Adjusted P-values were calculated by multiplying the original P-value by the number of accessory elements tested (n = 6). *P < 0.05; **P < 0.01; ***P < 0.001; ****P < 0.0001.
Significantly more prevalent among susceptible isolates.
Significantly more prevalent among resistant isolates.
DISCUSSION
This study used a robust and detailed gene-by-gene approach to characterize the gonococcal accessory genome. Since the introduction of the pangenome concept in bacterial research, multiple computational tools have been developed to examine pangenome content (12). Tools such as Roary and PIRATE are based on clustering algorithms which use gene similarity thresholds to identify gene families. These thresholds can be difficult to define as a consequence of major differences in diversity among genes. This often results in over-splitting of divergent alleles of the same gene into multiple clusters or over-clustering of related gene families. PIRATE tries to improve this by measuring sequence diversity within the data set and correcting gene clusters based on this (13). However, the output obtained here still contained far more gene clusters than genes identified in PubMLST, indicating over-splitting. This was evidenced by querying the identified PIRATE sequences in PubMLST, with multiple sequences matching the same NEIS locus. This therefore shows the necessity for careful examination of raw outputs resulting from pangenome tools for undertaking research on a gene level. Furthermore, gene-by-gene analysis combined with in-depth knowledge of the bacterial species is important to translate pangenome outputs from theoretical to functional genes.

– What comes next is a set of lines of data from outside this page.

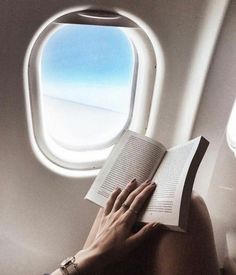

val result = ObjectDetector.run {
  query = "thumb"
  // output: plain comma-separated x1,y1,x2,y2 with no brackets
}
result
127,223,160,249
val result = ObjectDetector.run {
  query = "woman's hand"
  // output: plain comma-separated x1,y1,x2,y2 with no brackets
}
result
76,180,158,272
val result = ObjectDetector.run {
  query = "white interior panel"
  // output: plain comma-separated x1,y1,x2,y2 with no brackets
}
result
0,0,233,275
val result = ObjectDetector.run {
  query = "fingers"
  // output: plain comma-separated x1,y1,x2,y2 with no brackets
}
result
104,188,121,215
130,182,156,215
114,179,137,211
121,180,151,210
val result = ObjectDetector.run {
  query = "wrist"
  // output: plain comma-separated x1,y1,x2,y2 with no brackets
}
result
75,247,104,274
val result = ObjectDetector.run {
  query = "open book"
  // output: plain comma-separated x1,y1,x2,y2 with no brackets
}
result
85,131,209,231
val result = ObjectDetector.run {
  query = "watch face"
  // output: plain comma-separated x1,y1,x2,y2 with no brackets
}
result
60,257,75,268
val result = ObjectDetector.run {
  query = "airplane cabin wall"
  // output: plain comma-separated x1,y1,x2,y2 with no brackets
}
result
192,1,236,270
0,0,235,275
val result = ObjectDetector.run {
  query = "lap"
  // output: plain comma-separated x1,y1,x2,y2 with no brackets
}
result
85,195,219,275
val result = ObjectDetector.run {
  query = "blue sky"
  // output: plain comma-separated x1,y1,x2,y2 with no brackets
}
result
41,24,134,86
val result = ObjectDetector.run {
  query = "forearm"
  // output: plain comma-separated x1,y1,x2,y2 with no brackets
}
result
51,247,105,275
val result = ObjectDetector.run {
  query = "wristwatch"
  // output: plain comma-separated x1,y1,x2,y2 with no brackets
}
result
60,257,79,275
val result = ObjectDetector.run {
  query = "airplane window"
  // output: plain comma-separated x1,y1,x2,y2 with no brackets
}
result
40,24,136,150
227,101,236,155
24,8,159,172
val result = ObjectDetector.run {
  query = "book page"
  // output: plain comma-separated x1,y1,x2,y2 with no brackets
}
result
86,131,166,206
141,138,199,225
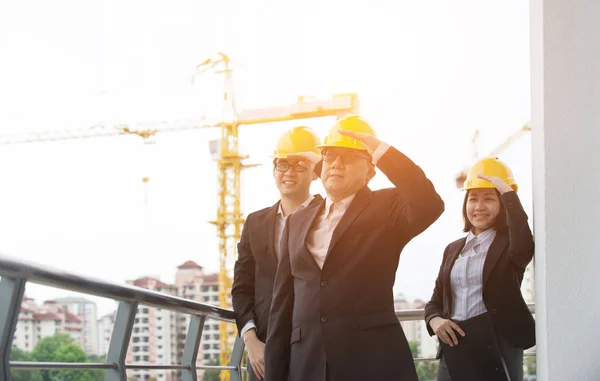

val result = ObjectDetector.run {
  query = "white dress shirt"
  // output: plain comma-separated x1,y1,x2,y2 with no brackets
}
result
306,142,390,269
450,229,496,321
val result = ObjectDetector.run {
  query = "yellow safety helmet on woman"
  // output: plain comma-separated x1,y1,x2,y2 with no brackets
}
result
462,157,519,192
273,126,321,159
318,115,375,151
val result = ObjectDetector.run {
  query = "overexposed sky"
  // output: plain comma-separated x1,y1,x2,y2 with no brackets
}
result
0,0,532,313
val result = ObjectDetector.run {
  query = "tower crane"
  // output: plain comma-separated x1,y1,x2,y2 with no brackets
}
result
456,123,531,189
0,52,359,381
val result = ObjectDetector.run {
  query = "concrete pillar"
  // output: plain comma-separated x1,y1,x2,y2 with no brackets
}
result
530,0,600,381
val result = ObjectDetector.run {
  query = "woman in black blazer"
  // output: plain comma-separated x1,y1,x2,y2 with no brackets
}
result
425,158,535,381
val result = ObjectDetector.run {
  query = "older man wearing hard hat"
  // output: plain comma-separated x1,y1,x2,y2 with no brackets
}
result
231,127,323,381
265,116,444,381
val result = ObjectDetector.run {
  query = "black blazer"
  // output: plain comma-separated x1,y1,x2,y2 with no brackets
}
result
425,192,535,355
231,195,323,342
265,147,444,381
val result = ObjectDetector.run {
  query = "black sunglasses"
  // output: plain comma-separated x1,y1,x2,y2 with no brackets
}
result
273,161,308,172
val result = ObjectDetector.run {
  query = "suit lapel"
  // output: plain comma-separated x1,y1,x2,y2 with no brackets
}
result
443,237,467,318
483,233,508,287
323,187,373,256
262,201,280,263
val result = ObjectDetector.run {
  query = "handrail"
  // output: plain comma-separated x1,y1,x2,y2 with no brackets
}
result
0,253,536,381
0,253,235,323
396,303,535,321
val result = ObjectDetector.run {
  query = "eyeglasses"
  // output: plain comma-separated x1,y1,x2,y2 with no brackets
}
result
321,150,372,164
273,161,308,172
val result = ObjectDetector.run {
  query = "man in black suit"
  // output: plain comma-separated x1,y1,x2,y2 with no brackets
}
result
265,116,444,381
231,127,322,380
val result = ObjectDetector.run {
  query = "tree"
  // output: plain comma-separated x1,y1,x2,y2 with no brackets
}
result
30,333,101,381
87,355,106,381
50,344,94,381
202,359,221,381
10,347,42,381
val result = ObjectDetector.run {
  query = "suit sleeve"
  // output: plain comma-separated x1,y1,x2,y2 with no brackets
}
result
231,217,256,333
265,216,294,381
425,245,450,336
377,147,444,239
501,192,534,270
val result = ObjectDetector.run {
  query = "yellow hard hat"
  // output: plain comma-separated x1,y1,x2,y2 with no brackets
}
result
273,126,321,159
318,115,375,151
462,157,519,192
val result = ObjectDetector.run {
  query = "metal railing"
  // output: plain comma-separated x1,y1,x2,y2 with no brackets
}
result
0,254,535,381
0,254,244,381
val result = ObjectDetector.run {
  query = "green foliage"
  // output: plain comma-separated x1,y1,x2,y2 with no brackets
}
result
202,359,221,381
10,348,42,381
417,361,438,381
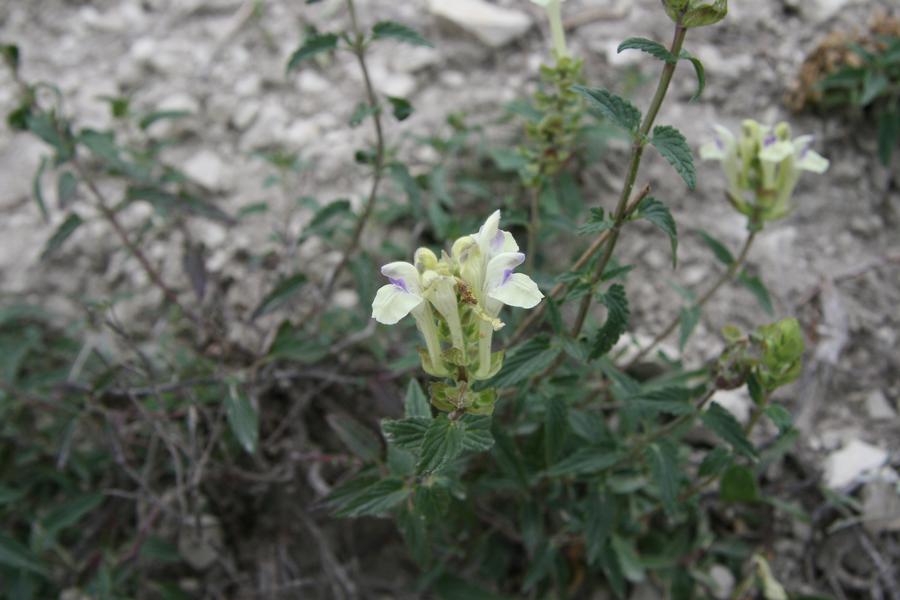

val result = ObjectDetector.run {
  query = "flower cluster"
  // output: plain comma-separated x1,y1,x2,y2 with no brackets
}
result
372,210,544,410
700,120,828,228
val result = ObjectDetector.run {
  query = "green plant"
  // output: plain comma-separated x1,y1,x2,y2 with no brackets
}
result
0,0,827,599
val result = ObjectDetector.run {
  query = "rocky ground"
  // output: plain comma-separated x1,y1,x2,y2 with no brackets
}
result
0,0,900,597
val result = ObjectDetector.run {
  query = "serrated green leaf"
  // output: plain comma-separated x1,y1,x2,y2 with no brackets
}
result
700,402,757,459
697,446,732,478
403,379,431,419
416,415,464,474
697,229,734,267
544,396,568,465
381,415,431,452
650,125,697,189
325,413,381,462
225,384,259,454
41,213,84,260
638,196,678,269
546,446,621,477
645,441,680,517
460,415,494,452
0,533,48,577
387,96,414,121
572,85,641,133
372,21,434,48
591,283,631,359
679,50,706,102
250,273,307,320
738,271,775,316
287,33,338,73
719,465,759,502
483,336,562,388
678,305,702,352
335,477,412,517
616,37,676,63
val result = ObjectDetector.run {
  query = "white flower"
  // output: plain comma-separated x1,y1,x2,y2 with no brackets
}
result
451,210,544,377
372,261,446,373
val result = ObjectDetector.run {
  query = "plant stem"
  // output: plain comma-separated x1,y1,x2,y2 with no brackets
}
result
622,230,757,369
322,0,385,304
525,187,541,273
572,23,687,337
506,185,650,348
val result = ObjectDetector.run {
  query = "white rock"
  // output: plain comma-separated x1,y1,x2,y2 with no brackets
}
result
713,387,753,424
184,150,230,190
866,390,897,421
428,0,531,48
825,440,888,489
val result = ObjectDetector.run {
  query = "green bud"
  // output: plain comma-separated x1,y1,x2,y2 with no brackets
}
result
752,319,804,391
662,0,728,29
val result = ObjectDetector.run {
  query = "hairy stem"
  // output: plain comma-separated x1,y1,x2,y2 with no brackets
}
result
322,0,385,303
623,230,756,369
572,24,687,337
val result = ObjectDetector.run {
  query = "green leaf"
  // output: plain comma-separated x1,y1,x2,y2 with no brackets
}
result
697,446,732,478
878,108,900,166
612,534,646,583
638,196,678,269
738,271,775,316
645,441,679,517
616,37,677,63
482,336,561,388
625,387,694,416
859,70,890,107
0,533,48,576
31,156,50,223
41,213,84,260
287,32,338,73
678,304,702,352
590,283,631,359
403,379,431,419
700,402,757,459
650,125,697,189
544,396,568,465
416,415,464,474
56,171,78,208
381,415,431,452
697,229,734,267
225,384,259,454
43,493,103,538
546,446,621,477
585,492,616,566
460,415,494,452
766,402,794,433
719,465,759,502
325,413,381,462
372,21,434,48
335,477,412,517
679,50,706,102
572,85,641,133
578,208,616,235
387,96,414,121
250,273,306,320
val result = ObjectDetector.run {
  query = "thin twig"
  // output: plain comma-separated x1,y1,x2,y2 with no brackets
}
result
623,230,757,370
322,0,385,306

The bacterial accessory genome provides genetic flexibility, facilitating host and environmental adaptation. In the gonococcus, major accessory elements include plasmids, mediating resistance against beta-lactams and tetracycline. The content of the chromosomal accessory genome and its implications in population biology and AMR are largely unknown. Due to frequent intraspecies HGT, high genetic diversity is found in gonococci exemplified by the challenges encountered in vaccine development and rapidity with which AMR develops. Such genetic diversity was also expected in the accessory genome, however, our results showed that a small gene pool constituted the accessory genome with the GGI and plasmids being the main accessory elements. Characterization of the chromosomal gonococcal accessory genome revealed that it was highly organized consistent with retention of gene synteny despite frequent HGT and that it was associated with the core genome. Therefore, the main driver of allelic variation in the gonococcal population is the high rate of genetic exchange, whereas gene acquisition occurs to a much lesser extent (14). This is evidenced by the rapid saturation in new genes identified once a small number of genomes were examined, and the increase in gene diversity seen as more genomes were included (Fig. 2). Recombination being predominant to gene gain and loss has also been observed for Chlamydia trachomatis, suggesting a typical genome constitution for sexually transmitted pathogens (15). The highly structured genome organization and small gene pool size are indicative of a founder effect resulting from an ancestral gonococcus first transitioning to the urogenital tract, and resulting in a niche switch and a change in genome content that has been selected for and preserved. This could explain why the Neisseria genus consists mostly of commensal and symbiotic species residing in the human nasopharynx, with the gonococcus being unusual in that it is principally found in the male and female urogenital tracts (1).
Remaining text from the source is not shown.